Edward Lear

Edward Lear
(1812–1888)

View of Celano

Corners cropped diagonally
Inscribed and dated by the artist, in pen and red ink at lower left, Celano. / 2d September. 1843., and at lower right, low vines

Watercolor, pen and red ink, over faint indications in pencil, heightened with white, on gray wove paper
11 x 19 1/16 in. (280 x 484 mm)

Purchased as a gift of Mr. and Mrs. Charles F. Morgan

1977.20
Item description: 

On 26 July 1843, Lear and his friend Charles Knight set forth on horseback on a two-week journey from Rome to Avezzano. When the friends parted, Lear spent the next few months retracing their journey on foot, stopping along the way to draw. The date for this work, 2 September 1843, places it on the artist's return trip. Lear used the drawing as the basis for a lithograph in his Illustrated Excursions in Italy (pl. 7).
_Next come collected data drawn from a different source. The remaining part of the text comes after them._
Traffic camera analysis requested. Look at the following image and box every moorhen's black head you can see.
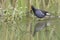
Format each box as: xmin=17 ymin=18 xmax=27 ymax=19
xmin=31 ymin=5 xmax=36 ymax=12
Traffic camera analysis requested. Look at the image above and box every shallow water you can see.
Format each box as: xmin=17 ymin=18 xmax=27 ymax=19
xmin=0 ymin=14 xmax=60 ymax=40
xmin=0 ymin=11 xmax=60 ymax=40
xmin=29 ymin=17 xmax=60 ymax=40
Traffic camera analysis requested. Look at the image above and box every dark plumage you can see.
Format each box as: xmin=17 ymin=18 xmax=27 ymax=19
xmin=31 ymin=5 xmax=50 ymax=18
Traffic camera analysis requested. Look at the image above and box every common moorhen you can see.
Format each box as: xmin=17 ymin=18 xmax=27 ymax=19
xmin=31 ymin=5 xmax=50 ymax=18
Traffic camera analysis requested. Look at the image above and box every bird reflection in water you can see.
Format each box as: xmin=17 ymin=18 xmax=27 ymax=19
xmin=33 ymin=20 xmax=51 ymax=36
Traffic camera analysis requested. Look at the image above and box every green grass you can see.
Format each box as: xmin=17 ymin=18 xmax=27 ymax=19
xmin=0 ymin=0 xmax=60 ymax=40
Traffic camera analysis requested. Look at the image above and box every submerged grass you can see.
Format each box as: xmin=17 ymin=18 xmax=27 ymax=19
xmin=0 ymin=0 xmax=60 ymax=40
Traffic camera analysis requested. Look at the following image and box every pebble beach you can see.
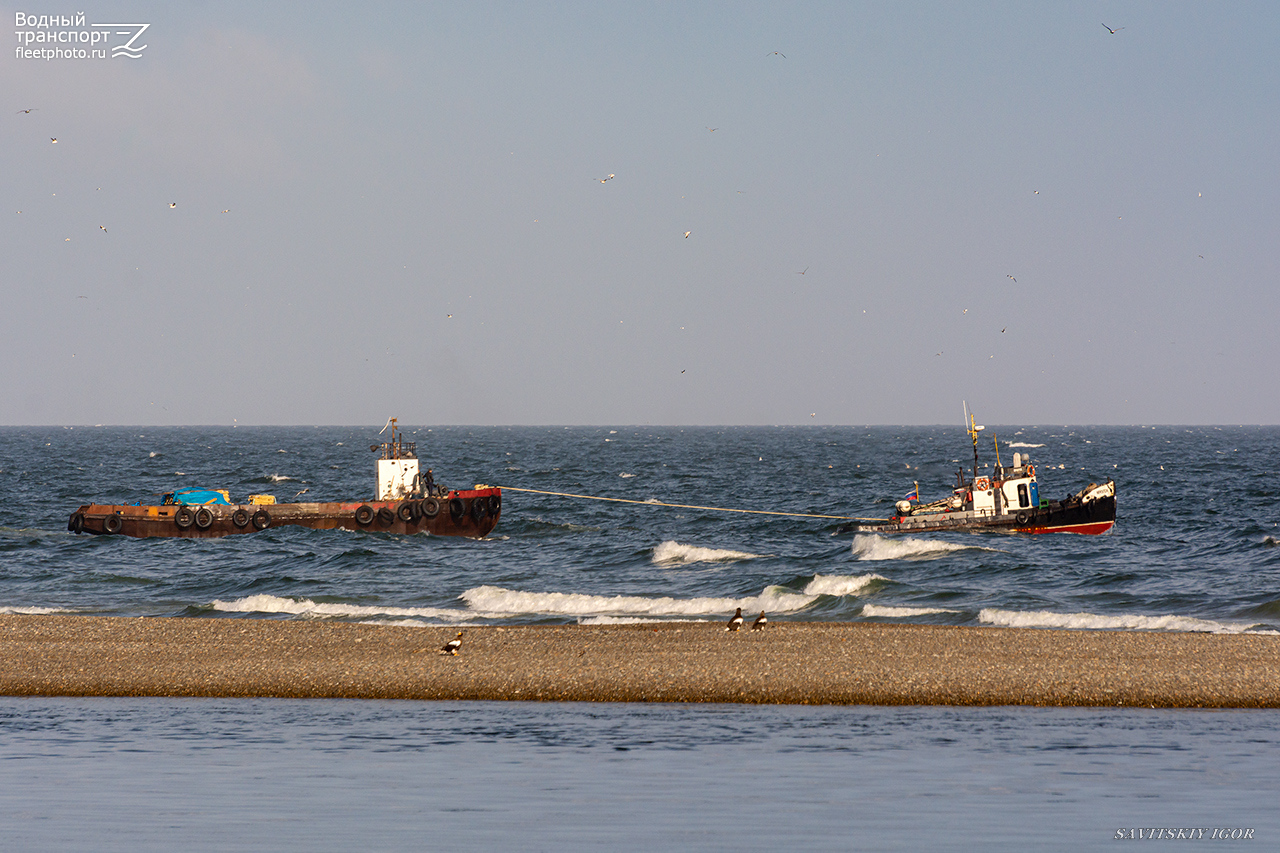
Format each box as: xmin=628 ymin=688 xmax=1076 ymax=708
xmin=4 ymin=614 xmax=1279 ymax=707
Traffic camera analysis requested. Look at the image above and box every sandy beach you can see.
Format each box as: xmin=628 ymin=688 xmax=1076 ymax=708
xmin=3 ymin=614 xmax=1279 ymax=707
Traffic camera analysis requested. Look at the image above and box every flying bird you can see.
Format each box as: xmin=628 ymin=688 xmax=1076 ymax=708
xmin=221 ymin=209 xmax=230 ymax=213
xmin=600 ymin=174 xmax=614 ymax=183
xmin=726 ymin=607 xmax=744 ymax=632
xmin=706 ymin=127 xmax=718 ymax=132
xmin=99 ymin=225 xmax=107 ymax=233
xmin=767 ymin=51 xmax=786 ymax=58
xmin=683 ymin=231 xmax=691 ymax=239
xmin=797 ymin=267 xmax=808 ymax=275
xmin=16 ymin=108 xmax=37 ymax=114
xmin=1102 ymin=23 xmax=1123 ymax=34
xmin=169 ymin=202 xmax=176 ymax=208
xmin=1001 ymin=327 xmax=1006 ymax=333
xmin=294 ymin=488 xmax=309 ymax=498
xmin=751 ymin=612 xmax=767 ymax=631
xmin=1007 ymin=275 xmax=1016 ymax=283
xmin=440 ymin=631 xmax=463 ymax=655
xmin=50 ymin=137 xmax=57 ymax=143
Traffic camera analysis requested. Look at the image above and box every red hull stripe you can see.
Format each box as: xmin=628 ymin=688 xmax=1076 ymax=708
xmin=1028 ymin=520 xmax=1115 ymax=535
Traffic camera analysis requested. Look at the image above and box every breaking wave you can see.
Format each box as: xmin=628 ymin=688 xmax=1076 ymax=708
xmin=862 ymin=604 xmax=960 ymax=618
xmin=652 ymin=540 xmax=763 ymax=565
xmin=851 ymin=534 xmax=996 ymax=561
xmin=0 ymin=605 xmax=74 ymax=615
xmin=978 ymin=608 xmax=1273 ymax=634
xmin=209 ymin=594 xmax=464 ymax=621
xmin=803 ymin=573 xmax=884 ymax=596
xmin=1006 ymin=442 xmax=1045 ymax=448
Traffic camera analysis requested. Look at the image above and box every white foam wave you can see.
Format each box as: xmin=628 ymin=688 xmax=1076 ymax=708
xmin=802 ymin=573 xmax=885 ymax=596
xmin=577 ymin=615 xmax=703 ymax=625
xmin=0 ymin=605 xmax=73 ymax=615
xmin=862 ymin=604 xmax=958 ymax=618
xmin=463 ymin=584 xmax=823 ymax=617
xmin=652 ymin=540 xmax=762 ymax=565
xmin=1006 ymin=442 xmax=1045 ymax=448
xmin=210 ymin=594 xmax=463 ymax=621
xmin=852 ymin=534 xmax=992 ymax=561
xmin=268 ymin=474 xmax=294 ymax=482
xmin=619 ymin=472 xmax=636 ymax=478
xmin=978 ymin=608 xmax=1266 ymax=634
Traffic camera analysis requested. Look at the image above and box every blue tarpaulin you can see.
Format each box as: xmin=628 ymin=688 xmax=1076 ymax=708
xmin=167 ymin=488 xmax=232 ymax=506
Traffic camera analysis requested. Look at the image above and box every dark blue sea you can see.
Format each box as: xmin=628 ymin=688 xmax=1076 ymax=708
xmin=3 ymin=425 xmax=1279 ymax=849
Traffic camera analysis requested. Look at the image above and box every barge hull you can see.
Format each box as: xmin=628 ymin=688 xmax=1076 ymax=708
xmin=68 ymin=489 xmax=501 ymax=540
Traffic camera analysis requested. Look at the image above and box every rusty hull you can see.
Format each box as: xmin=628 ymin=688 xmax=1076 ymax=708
xmin=67 ymin=489 xmax=501 ymax=539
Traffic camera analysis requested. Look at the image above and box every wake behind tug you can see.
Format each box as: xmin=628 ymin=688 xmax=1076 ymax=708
xmin=68 ymin=420 xmax=501 ymax=539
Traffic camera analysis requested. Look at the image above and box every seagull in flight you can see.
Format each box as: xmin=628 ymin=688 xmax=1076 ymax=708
xmin=684 ymin=231 xmax=691 ymax=238
xmin=50 ymin=137 xmax=57 ymax=143
xmin=1007 ymin=275 xmax=1016 ymax=283
xmin=169 ymin=202 xmax=176 ymax=208
xmin=16 ymin=108 xmax=37 ymax=114
xmin=99 ymin=225 xmax=107 ymax=233
xmin=1102 ymin=23 xmax=1123 ymax=34
xmin=767 ymin=51 xmax=786 ymax=58
xmin=797 ymin=267 xmax=808 ymax=275
xmin=600 ymin=174 xmax=614 ymax=183
xmin=706 ymin=127 xmax=718 ymax=132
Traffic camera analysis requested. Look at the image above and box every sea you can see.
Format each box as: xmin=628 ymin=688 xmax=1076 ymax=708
xmin=2 ymin=424 xmax=1279 ymax=850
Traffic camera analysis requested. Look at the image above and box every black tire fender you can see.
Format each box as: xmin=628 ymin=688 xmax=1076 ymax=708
xmin=103 ymin=513 xmax=123 ymax=534
xmin=231 ymin=509 xmax=250 ymax=528
xmin=421 ymin=497 xmax=441 ymax=518
xmin=251 ymin=509 xmax=271 ymax=530
xmin=69 ymin=513 xmax=85 ymax=533
xmin=194 ymin=507 xmax=214 ymax=529
xmin=377 ymin=506 xmax=395 ymax=526
xmin=471 ymin=498 xmax=487 ymax=521
xmin=397 ymin=501 xmax=416 ymax=523
xmin=488 ymin=494 xmax=501 ymax=515
xmin=175 ymin=507 xmax=194 ymax=529
xmin=449 ymin=497 xmax=464 ymax=521
xmin=1015 ymin=511 xmax=1029 ymax=525
xmin=355 ymin=504 xmax=375 ymax=525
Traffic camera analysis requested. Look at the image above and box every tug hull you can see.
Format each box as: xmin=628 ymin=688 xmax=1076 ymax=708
xmin=852 ymin=492 xmax=1116 ymax=536
xmin=68 ymin=489 xmax=501 ymax=539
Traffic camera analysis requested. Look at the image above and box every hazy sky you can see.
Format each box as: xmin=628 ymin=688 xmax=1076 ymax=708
xmin=5 ymin=2 xmax=1277 ymax=426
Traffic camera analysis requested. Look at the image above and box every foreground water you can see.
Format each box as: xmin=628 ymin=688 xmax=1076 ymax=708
xmin=3 ymin=425 xmax=1278 ymax=847
xmin=2 ymin=698 xmax=1277 ymax=851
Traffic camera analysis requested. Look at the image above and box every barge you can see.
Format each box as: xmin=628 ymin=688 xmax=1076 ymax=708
xmin=67 ymin=420 xmax=501 ymax=539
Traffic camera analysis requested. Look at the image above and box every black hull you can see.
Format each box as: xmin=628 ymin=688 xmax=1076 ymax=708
xmin=844 ymin=494 xmax=1117 ymax=536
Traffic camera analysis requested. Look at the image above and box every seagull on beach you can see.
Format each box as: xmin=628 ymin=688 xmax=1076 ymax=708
xmin=751 ymin=612 xmax=767 ymax=631
xmin=440 ymin=631 xmax=463 ymax=655
xmin=726 ymin=608 xmax=744 ymax=632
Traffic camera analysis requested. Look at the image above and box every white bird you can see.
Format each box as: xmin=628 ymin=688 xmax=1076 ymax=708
xmin=50 ymin=137 xmax=57 ymax=143
xmin=683 ymin=231 xmax=691 ymax=238
xmin=600 ymin=174 xmax=614 ymax=183
xmin=169 ymin=202 xmax=176 ymax=208
xmin=99 ymin=225 xmax=107 ymax=233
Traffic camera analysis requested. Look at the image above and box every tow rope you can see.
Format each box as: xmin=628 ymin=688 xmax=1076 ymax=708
xmin=495 ymin=485 xmax=885 ymax=522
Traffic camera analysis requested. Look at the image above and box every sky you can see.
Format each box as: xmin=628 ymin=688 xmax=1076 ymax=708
xmin=4 ymin=2 xmax=1278 ymax=426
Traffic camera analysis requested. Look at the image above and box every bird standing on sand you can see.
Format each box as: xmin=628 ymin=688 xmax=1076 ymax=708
xmin=751 ymin=611 xmax=767 ymax=631
xmin=440 ymin=631 xmax=462 ymax=655
xmin=726 ymin=608 xmax=744 ymax=632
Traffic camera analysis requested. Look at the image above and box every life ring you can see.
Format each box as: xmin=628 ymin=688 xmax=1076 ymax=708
xmin=175 ymin=507 xmax=194 ymax=529
xmin=1026 ymin=465 xmax=1035 ymax=478
xmin=231 ymin=509 xmax=250 ymax=528
xmin=69 ymin=513 xmax=85 ymax=533
xmin=471 ymin=498 xmax=487 ymax=522
xmin=420 ymin=497 xmax=441 ymax=518
xmin=355 ymin=504 xmax=375 ymax=525
xmin=377 ymin=506 xmax=395 ymax=525
xmin=251 ymin=509 xmax=271 ymax=530
xmin=103 ymin=513 xmax=123 ymax=534
xmin=397 ymin=501 xmax=416 ymax=523
xmin=1015 ymin=511 xmax=1029 ymax=525
xmin=449 ymin=497 xmax=465 ymax=521
xmin=488 ymin=494 xmax=501 ymax=514
xmin=974 ymin=477 xmax=990 ymax=491
xmin=194 ymin=507 xmax=214 ymax=529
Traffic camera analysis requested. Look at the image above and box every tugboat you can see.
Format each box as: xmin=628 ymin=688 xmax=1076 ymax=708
xmin=847 ymin=406 xmax=1116 ymax=536
xmin=67 ymin=419 xmax=501 ymax=539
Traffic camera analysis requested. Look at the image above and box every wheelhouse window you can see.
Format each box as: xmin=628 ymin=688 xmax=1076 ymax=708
xmin=1017 ymin=483 xmax=1030 ymax=508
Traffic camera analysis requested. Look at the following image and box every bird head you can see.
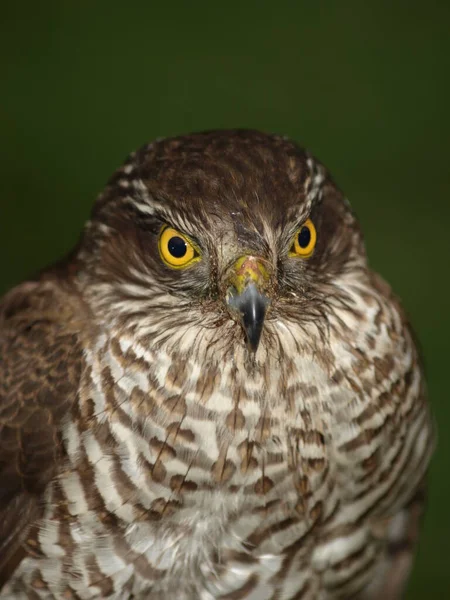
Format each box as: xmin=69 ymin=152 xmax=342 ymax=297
xmin=74 ymin=130 xmax=367 ymax=362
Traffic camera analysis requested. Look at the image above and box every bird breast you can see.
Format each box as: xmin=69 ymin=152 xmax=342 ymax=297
xmin=14 ymin=302 xmax=429 ymax=598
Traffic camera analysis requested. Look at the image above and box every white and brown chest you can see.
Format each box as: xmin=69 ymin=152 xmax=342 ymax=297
xmin=4 ymin=320 xmax=427 ymax=599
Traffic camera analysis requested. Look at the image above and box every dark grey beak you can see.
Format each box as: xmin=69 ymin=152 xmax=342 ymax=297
xmin=227 ymin=283 xmax=270 ymax=353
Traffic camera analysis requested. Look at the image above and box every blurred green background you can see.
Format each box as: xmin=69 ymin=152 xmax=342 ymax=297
xmin=1 ymin=2 xmax=449 ymax=596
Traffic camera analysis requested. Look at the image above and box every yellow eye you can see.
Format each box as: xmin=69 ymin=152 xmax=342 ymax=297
xmin=158 ymin=227 xmax=199 ymax=268
xmin=289 ymin=218 xmax=317 ymax=257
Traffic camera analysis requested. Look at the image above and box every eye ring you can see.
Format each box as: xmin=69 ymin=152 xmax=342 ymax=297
xmin=289 ymin=218 xmax=317 ymax=257
xmin=158 ymin=226 xmax=200 ymax=268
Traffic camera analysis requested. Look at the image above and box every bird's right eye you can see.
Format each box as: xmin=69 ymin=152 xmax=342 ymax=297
xmin=158 ymin=226 xmax=200 ymax=268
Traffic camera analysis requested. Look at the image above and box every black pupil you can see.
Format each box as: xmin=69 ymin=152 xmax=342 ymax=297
xmin=298 ymin=226 xmax=311 ymax=249
xmin=168 ymin=236 xmax=187 ymax=258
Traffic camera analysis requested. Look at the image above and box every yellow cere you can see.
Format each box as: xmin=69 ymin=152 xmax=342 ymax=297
xmin=158 ymin=226 xmax=199 ymax=268
xmin=230 ymin=255 xmax=270 ymax=294
xmin=290 ymin=218 xmax=317 ymax=258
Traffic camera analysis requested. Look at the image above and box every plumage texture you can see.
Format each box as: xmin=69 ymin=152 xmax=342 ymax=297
xmin=0 ymin=130 xmax=434 ymax=599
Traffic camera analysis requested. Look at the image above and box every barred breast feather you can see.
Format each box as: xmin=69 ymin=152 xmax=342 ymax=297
xmin=2 ymin=274 xmax=433 ymax=599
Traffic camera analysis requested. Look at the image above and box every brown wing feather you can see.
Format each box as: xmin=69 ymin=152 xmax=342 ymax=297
xmin=0 ymin=280 xmax=84 ymax=586
xmin=359 ymin=482 xmax=428 ymax=599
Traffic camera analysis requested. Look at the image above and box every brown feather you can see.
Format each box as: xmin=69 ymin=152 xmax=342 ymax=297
xmin=0 ymin=130 xmax=434 ymax=598
xmin=0 ymin=280 xmax=84 ymax=587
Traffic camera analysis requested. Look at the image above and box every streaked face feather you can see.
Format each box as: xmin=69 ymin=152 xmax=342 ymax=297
xmin=76 ymin=130 xmax=367 ymax=367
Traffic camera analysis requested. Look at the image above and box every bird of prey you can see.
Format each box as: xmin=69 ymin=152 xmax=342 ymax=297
xmin=0 ymin=130 xmax=434 ymax=599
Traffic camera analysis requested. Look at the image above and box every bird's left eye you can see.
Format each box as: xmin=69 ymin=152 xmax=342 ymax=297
xmin=158 ymin=227 xmax=199 ymax=268
xmin=289 ymin=218 xmax=317 ymax=258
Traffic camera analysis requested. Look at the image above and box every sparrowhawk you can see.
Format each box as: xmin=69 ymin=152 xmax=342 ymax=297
xmin=0 ymin=130 xmax=434 ymax=599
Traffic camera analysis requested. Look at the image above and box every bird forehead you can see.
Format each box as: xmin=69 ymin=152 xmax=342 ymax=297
xmin=93 ymin=130 xmax=326 ymax=242
xmin=159 ymin=199 xmax=303 ymax=260
xmin=142 ymin=167 xmax=308 ymax=222
xmin=136 ymin=130 xmax=315 ymax=214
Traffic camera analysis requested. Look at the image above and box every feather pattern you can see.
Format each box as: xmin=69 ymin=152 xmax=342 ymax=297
xmin=0 ymin=130 xmax=434 ymax=599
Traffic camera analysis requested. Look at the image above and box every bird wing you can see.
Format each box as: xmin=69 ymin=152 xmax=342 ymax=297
xmin=367 ymin=482 xmax=428 ymax=600
xmin=0 ymin=280 xmax=84 ymax=586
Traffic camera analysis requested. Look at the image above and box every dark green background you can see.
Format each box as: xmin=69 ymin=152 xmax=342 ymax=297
xmin=1 ymin=2 xmax=449 ymax=596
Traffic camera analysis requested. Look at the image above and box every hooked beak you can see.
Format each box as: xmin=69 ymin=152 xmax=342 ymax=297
xmin=226 ymin=256 xmax=270 ymax=354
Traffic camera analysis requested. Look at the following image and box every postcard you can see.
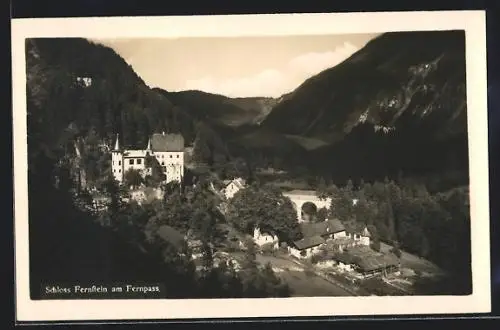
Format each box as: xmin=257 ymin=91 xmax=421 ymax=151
xmin=12 ymin=10 xmax=490 ymax=322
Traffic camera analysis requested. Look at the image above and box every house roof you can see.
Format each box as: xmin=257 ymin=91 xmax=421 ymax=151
xmin=325 ymin=218 xmax=346 ymax=233
xmin=225 ymin=178 xmax=246 ymax=189
xmin=300 ymin=222 xmax=327 ymax=237
xmin=356 ymin=254 xmax=399 ymax=272
xmin=332 ymin=246 xmax=399 ymax=272
xmin=156 ymin=225 xmax=185 ymax=250
xmin=328 ymin=236 xmax=356 ymax=246
xmin=300 ymin=219 xmax=346 ymax=238
xmin=150 ymin=133 xmax=184 ymax=152
xmin=292 ymin=235 xmax=325 ymax=250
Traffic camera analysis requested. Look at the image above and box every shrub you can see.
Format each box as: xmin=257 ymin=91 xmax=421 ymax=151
xmin=261 ymin=243 xmax=275 ymax=255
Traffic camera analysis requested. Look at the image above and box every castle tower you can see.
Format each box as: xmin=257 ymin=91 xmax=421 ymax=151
xmin=144 ymin=137 xmax=152 ymax=176
xmin=111 ymin=134 xmax=124 ymax=183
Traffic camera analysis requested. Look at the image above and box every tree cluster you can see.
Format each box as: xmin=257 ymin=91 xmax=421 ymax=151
xmin=326 ymin=178 xmax=471 ymax=294
xmin=225 ymin=184 xmax=302 ymax=243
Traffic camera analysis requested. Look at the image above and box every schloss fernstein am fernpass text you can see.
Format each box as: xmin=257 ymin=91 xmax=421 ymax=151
xmin=42 ymin=283 xmax=165 ymax=299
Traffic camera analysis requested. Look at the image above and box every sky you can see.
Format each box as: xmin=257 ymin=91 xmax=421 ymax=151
xmin=95 ymin=33 xmax=379 ymax=98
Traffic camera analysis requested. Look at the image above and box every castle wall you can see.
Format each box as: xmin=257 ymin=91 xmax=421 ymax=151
xmin=111 ymin=141 xmax=185 ymax=185
xmin=154 ymin=151 xmax=184 ymax=183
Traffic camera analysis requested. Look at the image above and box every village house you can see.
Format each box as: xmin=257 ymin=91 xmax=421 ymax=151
xmin=111 ymin=132 xmax=185 ymax=185
xmin=289 ymin=236 xmax=326 ymax=259
xmin=288 ymin=218 xmax=347 ymax=259
xmin=221 ymin=177 xmax=246 ymax=199
xmin=332 ymin=245 xmax=400 ymax=278
xmin=253 ymin=227 xmax=279 ymax=249
xmin=347 ymin=226 xmax=371 ymax=246
xmin=288 ymin=217 xmax=374 ymax=259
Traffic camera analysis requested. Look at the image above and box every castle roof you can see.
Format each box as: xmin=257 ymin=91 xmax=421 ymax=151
xmin=151 ymin=133 xmax=184 ymax=152
xmin=123 ymin=150 xmax=147 ymax=158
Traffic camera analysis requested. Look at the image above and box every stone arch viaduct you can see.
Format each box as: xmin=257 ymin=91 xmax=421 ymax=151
xmin=282 ymin=190 xmax=332 ymax=222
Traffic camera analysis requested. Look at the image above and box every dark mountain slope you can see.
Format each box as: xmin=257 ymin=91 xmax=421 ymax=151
xmin=254 ymin=31 xmax=468 ymax=187
xmin=155 ymin=89 xmax=277 ymax=127
xmin=24 ymin=38 xmax=226 ymax=297
xmin=261 ymin=30 xmax=467 ymax=143
xmin=27 ymin=38 xmax=198 ymax=153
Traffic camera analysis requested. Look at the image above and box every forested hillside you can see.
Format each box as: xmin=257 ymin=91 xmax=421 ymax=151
xmin=235 ymin=31 xmax=469 ymax=190
xmin=156 ymin=89 xmax=277 ymax=127
xmin=26 ymin=38 xmax=285 ymax=299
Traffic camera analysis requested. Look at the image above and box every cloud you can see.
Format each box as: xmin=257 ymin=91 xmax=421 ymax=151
xmin=181 ymin=42 xmax=359 ymax=98
xmin=288 ymin=42 xmax=359 ymax=77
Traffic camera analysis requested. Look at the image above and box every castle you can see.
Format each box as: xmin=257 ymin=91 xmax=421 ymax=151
xmin=111 ymin=132 xmax=185 ymax=185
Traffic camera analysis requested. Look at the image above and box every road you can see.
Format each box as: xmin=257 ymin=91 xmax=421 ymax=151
xmin=225 ymin=251 xmax=354 ymax=296
xmin=254 ymin=254 xmax=356 ymax=297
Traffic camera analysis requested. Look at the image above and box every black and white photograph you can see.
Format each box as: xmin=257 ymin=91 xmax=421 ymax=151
xmin=12 ymin=11 xmax=490 ymax=321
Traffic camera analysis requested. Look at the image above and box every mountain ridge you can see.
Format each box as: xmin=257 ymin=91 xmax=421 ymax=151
xmin=154 ymin=88 xmax=279 ymax=128
xmin=229 ymin=30 xmax=468 ymax=188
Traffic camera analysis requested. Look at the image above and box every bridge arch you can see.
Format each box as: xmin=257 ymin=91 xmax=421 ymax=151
xmin=283 ymin=190 xmax=332 ymax=223
xmin=301 ymin=202 xmax=317 ymax=222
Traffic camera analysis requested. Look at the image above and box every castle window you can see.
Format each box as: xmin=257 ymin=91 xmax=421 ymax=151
xmin=119 ymin=169 xmax=121 ymax=173
xmin=137 ymin=159 xmax=142 ymax=165
xmin=129 ymin=159 xmax=134 ymax=165
xmin=163 ymin=166 xmax=167 ymax=171
xmin=119 ymin=161 xmax=121 ymax=166
xmin=170 ymin=155 xmax=172 ymax=158
xmin=161 ymin=161 xmax=165 ymax=165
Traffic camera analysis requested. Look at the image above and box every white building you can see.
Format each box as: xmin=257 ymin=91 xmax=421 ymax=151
xmin=111 ymin=132 xmax=185 ymax=185
xmin=289 ymin=236 xmax=325 ymax=259
xmin=253 ymin=227 xmax=279 ymax=249
xmin=221 ymin=178 xmax=246 ymax=199
xmin=76 ymin=76 xmax=92 ymax=87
In his book he described Celano as "once an important fortress-town . . . [it] is now remarkable only for the extreme picturesqueness of its situation: it stands below a wondrous bare precipice on a hill overlooking the whole of the Lake of Fucino, though at a considerable distance from its edge; the space between the town and the water being filled with meadows and vineyards, and watered by the clearest of streams."